Workers threaten protest over non-payment of salaries
Bureau Report
2014-06-10
PESHAWAR: The employees of Workers Welfare Board and working folks grammar schools and colleges have threatened to observe sit-ins outside the Governor House and the Chief Minister House in the provincial capital if the government didn`t release their three months salaries without delay.
Talking to mediapersons outside the press club here on Monday the workers said delay in payment of salaries had caused them mental agony.
The protesters said they had been visiting offices of relevant officials for payment of withheld salaries, but without any result.
They said that many workers had been posted to the institutions located in far flung areas and the delay in salarles` payment had caused serious financial problems for them as their families had no other source of income.
They were facing problems in payment of children`s fee, purchase of daily use items and payment of house rents, regretted the demonstrators.
When contacted, the secretary Workers Welfare Board, Zahid Ali, told Dawn that the federal government, which managed the board, had constituted a scrutiny committee for verification of the documents of some employees.

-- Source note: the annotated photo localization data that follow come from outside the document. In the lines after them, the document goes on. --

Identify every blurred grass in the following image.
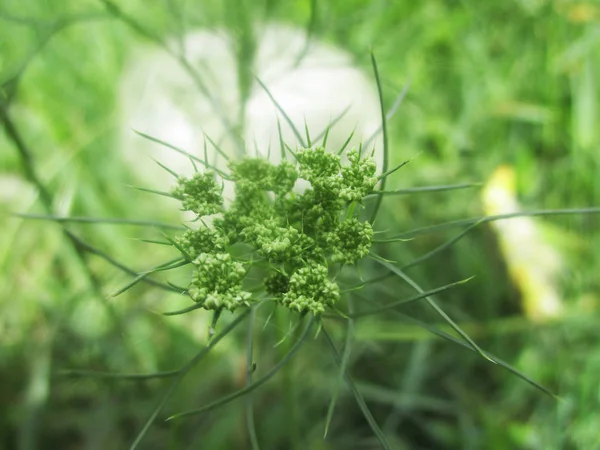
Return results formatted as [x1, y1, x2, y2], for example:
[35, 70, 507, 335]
[1, 0, 599, 449]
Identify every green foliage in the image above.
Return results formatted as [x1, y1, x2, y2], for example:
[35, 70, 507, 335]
[2, 1, 600, 449]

`The committee is expected to complete the process in a couple of days, and the salaries would be paid shortly afterwards,` he said.
Meanwhile, another group of the employees of the Workers Welfare Board had set up a protest camp along the Sher Shah Suri Road against the delay in regularisation of their services.
Talking to mediapersons, a leader of the protesters, Younus Marwat, said that the workers had been protesting for their rights for the past eleven days but the government was least bothered to pay any heed towards them.
The workers` demands, he said included service structure, job security, promotions and regularisation of contract employees.
He said the workers would continue protest till solution of their demands.
Mr Marwat said that while prices of daily use items were increasing fast the government was not increasing their salaries on the plea that they were contractual employees.